Z The Beginning of Everything tells the story of the early years between Zelda Sayre Fitzgerald and F. Scott Fitzgerald. It’s based on the novel, Z: A Novel of Zelda Fitzgerald by Therese Anne Fowler. I haven’t read the book but I am familiar with Fowler’s work having read the novel she wrote about the Vanderbilts. Her writing focuses on examining the wives of key people from American history, a trend that’s been emerging in recent years of which I quite like.

So, this series spans the years from Zelda and Scott first meeting through to the early days of Zelda’s pregnancy with their only child. In fact, the series finishes with Scott not yet even knowing that Zelda is pregnant, so there was definitely room to move into a second series but, I’ve read that the second series was cancelled before it even began, so I guess I’m just going to be left wanting on this one. It has spurred me to mark some books to read though, ones written about Zelda, and I’d also like to read some of Zelda’s own work too, now that I have an impression of her.

Here’s the show synopsis:

Christina Ricci plays the role of Zelda Sayre Fitzgerald, a brilliant, beautiful and talented Southern belle, the original flapper and an icon of the Jazz Age in the flamboyant 1920s. Zelda is a free spirit, who longs for a bigger and better life. When Zelda meets an unpublished writer named F. Scott Fitzgerald, a passionate, turbulent and notorious love affair emerges. This fictionalized biography pulls back the curtain on the wild parties and the music, as well the struggles, adultery, dark secrets and dashed dreams.

I’m not too sure about the adultery and dark secrets bit, but certainly the struggles and dashed dreams feature heavily. Apart from one interlude with a woman at a party where Scott appeared to have consumed gin for several days without pause, adultery was not an issue portrayed within the show. Perhaps it came later within their marriage, but it didn’t feature in the early years covered here. What was featured, and also of great interest to me, was the way in which Scott mined Zelda for material. He struck me right from the beginning as a man who wrote to be famous, not because he had any burning need to write. Indeed, after the successful release of his first novel, This Side of Paradise, he only seriously began writing another novel when sales for this one dwindled down to nothing and he had effectively run out of money. But even when he and Zelda removed themselves from the party scene so he could write, he penned a few short stories for bread and butter money but the next novel alluded him.
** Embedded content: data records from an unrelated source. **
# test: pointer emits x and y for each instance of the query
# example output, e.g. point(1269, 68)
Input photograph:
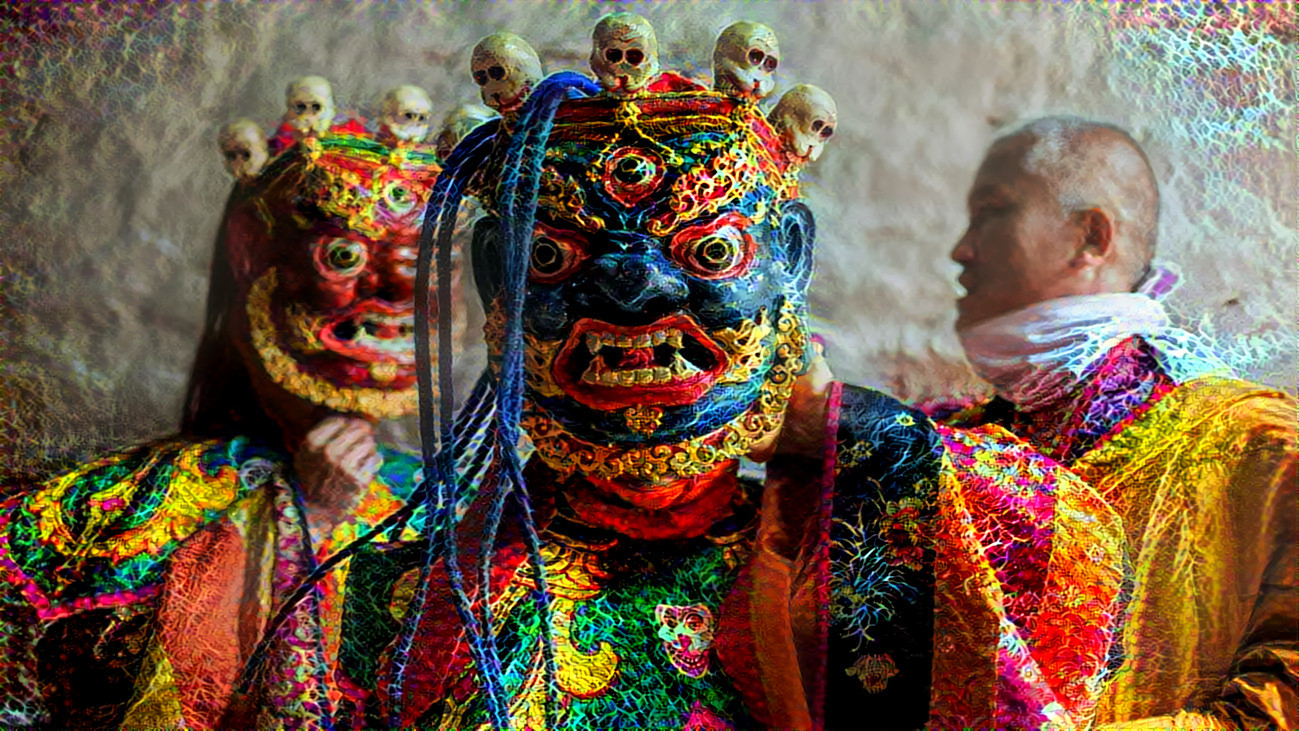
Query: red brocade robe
point(1203, 475)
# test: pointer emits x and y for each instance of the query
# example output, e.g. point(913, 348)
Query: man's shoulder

Zelda, on the other hand, had long kept a journal filled with her thoughts, musings, passages of prose, dreams. Scott would read this daily for ‘inspiration’ but in reality, he was mining her creativity because he appeared to have very little of his own. He made an error of judgement in showing this journal to his publisher as evidence he was working hard, using Zelda’s material. His publisher then became interested in Zelda’s work from a publishing standpoint, which of course didn’t sit well with Scott. As well as a creative thief, he was also one of those people who can’t handle criticism, who crave adulation yet are besieged by insecurities that hark back to growing up with less when they felt entitled to more. In short, he was the ‘famous writer’, not Zelda.

‘What does Zelda do, Scott?’

‘Do? Why Zelda is my wife. She doesn’t have to do anything but that.’
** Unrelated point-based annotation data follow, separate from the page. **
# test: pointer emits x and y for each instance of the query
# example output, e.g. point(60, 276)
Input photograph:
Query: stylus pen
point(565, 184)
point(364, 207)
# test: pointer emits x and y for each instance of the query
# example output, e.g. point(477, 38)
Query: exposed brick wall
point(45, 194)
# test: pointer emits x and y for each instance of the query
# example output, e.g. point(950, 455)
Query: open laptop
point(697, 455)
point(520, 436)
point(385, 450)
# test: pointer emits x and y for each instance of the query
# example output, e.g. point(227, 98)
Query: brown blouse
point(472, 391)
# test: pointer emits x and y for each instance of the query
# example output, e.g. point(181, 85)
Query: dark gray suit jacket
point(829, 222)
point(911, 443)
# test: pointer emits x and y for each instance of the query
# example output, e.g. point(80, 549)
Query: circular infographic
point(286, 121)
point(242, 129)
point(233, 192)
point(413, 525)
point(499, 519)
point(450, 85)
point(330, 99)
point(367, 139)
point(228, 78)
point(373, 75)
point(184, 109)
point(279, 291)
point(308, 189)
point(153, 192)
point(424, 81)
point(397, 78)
Indeed. By the time this show wraps up, you can clearly see where everything was headed. They loved each other deeply, but Scott’s dismissal of Zelda as anything other than his muse was rather tragic. She was such a creative, effervescent, illuminated woman. Possibly more talented than her husband. I’ll have to read some of her work and come back to this thought.
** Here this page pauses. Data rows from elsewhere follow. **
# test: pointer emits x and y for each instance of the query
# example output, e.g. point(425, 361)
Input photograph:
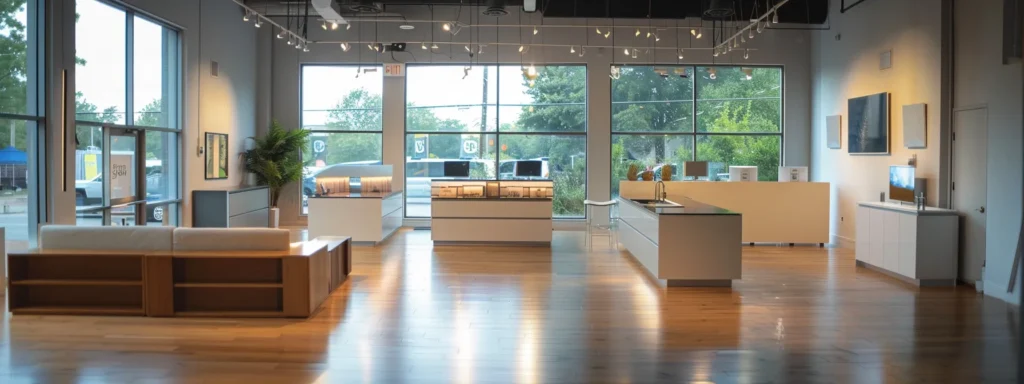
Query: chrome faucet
point(659, 194)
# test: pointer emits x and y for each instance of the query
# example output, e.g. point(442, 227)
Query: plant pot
point(274, 217)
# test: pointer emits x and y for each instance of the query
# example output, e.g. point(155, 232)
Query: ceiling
point(796, 11)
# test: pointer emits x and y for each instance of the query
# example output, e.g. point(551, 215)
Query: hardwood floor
point(413, 312)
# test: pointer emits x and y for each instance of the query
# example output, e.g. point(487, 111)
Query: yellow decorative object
point(631, 174)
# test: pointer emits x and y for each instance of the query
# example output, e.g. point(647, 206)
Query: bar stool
point(600, 229)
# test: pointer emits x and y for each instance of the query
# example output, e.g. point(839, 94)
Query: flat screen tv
point(528, 168)
point(868, 128)
point(457, 169)
point(901, 183)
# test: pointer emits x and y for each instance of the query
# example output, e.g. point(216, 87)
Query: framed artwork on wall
point(216, 156)
point(867, 131)
point(834, 131)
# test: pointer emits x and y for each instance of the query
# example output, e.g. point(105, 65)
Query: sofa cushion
point(231, 240)
point(107, 238)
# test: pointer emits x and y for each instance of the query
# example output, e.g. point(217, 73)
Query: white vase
point(274, 217)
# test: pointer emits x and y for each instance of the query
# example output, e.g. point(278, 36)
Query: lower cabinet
point(918, 246)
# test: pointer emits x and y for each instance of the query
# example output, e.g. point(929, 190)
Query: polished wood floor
point(418, 313)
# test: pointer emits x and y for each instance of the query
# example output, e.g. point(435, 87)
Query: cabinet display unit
point(919, 247)
point(512, 211)
point(249, 207)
Z The Beginning of Everything: 7/10

13 thoughts on “Bookish TV: Z The Beginning of Everything

  1. This post sent me off to Goodreads to see how Zelda’s novel fared. It seems impossible to disentangle it from the biographical element. One reader was piqued that most of the reviews went on about F Scott more than the novel, and those that attended to the novel weren’t impressed, but blamed its flaws on F Scott.
    Either way, I’m not in a rush to read it!

    Liked by 1 person

  2. Hi Theresa, I didn’t know that about F Scott. I remember reading The Great Gatsby at school , (didn’t everyone!) and I enjoyed the movie. It leaves a bit of a sour taste in the mouth knowing he was more of a thief than an actual writer. Agree – so sad for Zelda. I’d like to read some of her work too. Sounds like it would have been an interesting series.

    Liked by 1 person

  3. Squee! I loved the book Z – I treated it as historical fluff and therefore had a rewarding reading experience! I had no idea there was a tv series made from it – will hunt it down.